Change Up eröffnet im jazzigen Ambiente mit organisch groovende Drums, Spaghetti-Gitarren und ätherischen Synthiesteppichen – Dirty Laundry mag es hyperaktiver, fiept und gurgelt, pumpt dann entspannt und zweckdienlich über den überdrehten Kontext, wie eine kindlich übersteigerte Erinnerung an Ice Cube und You Can Do It mit erhebenden Ende.
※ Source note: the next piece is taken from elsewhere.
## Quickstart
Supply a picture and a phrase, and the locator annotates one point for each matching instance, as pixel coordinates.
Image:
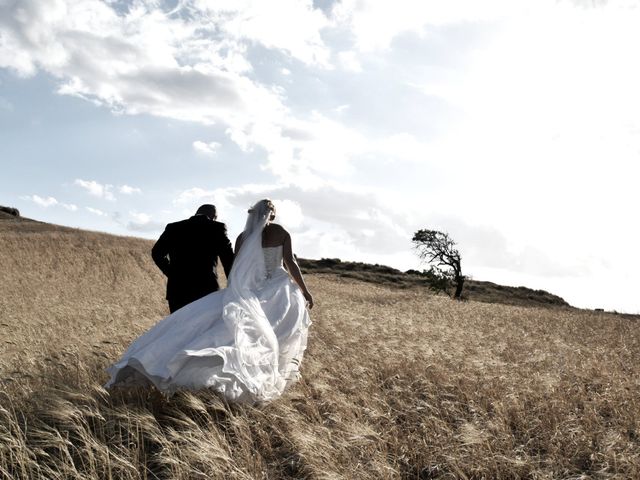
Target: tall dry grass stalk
(396, 383)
Belly of the Beast pumpt über einen mystisch verspulten Loop, bis sich der im Raggae löst und in den Blade Runner-Kosmos eine militärische Feierlichkeit eintrommelte – das schmissige Best Life mag es dafür anachronistisch, soulig und poppig, ist beschwingt und locker verspielt, aber trotzdem unverbindlich.
Der Titeltrack U Know What I’m Sayin? schimmernd durch den entschleunigt gefilterten Dancehall-Filter, dessen Hook im Chorus von Obongjayar wohl auch Anderson. Paak gefallen wird – wohingegen Shine ein unaufgeregt melodisches Fließen darstellt, fast schon ein ätherisches Friedensangebot an verführerische Radioformate und Combat den Kreis als jazziges Rumpeln mit Green Hornet-artigen Bläsern schließt.
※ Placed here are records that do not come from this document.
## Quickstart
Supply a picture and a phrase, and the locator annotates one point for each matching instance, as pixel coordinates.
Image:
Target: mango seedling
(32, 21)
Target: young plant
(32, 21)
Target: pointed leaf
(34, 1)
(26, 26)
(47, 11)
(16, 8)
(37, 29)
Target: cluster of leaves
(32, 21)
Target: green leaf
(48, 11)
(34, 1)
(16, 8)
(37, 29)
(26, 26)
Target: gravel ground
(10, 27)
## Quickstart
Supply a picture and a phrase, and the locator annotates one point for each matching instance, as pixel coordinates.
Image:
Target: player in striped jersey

Über allem steht aber das brillante Negro Spiritual, das so auch am Vorgänger stattfinden hätte können, wenn Flying Lotus und Thundercat bereits damals auf der Bildfläche erschienen wären. Nervös und überdreht überschlägt sich die Szenarie, bis Barrington DeVaughn Hendricks alias JPEGMAFIA in seinem Durchbruchsjahr einen so unendlich groovenden Chorus raushaut, der 2019 an markanter Nonchalance nur schwer übertroffen wird werden können: Ein Geniestreich zu magengrubendrangsalierenden Bässen und treibenden Drums.
Auch wenn uknowhatimsayin¿ so genau genommen trotzdem eine kleine Enttäuschung sein darf, ist die Platte ein formidabler nächster Entwicklungsschritt für Brown. Waren die Vorgänger und vor allem natürlich Atrocity Exhibition nämlich immer primär an der Zukunft interessiert, öffnet uknowhatimsayin¿ die Perspektiven schließlich stärker denn je für die Gegenwart und auch die Vergangenheit.
Eine Evolution, deren Wichtigkeit man vielleicht erst rückwirkend richtig einordnen können wird, sie aber in einem so namhaften Umfeld bestehend auch ein für alle Mal die Gewissheit schafft, dass Brown selbst das Zeug zum Klassiker hat.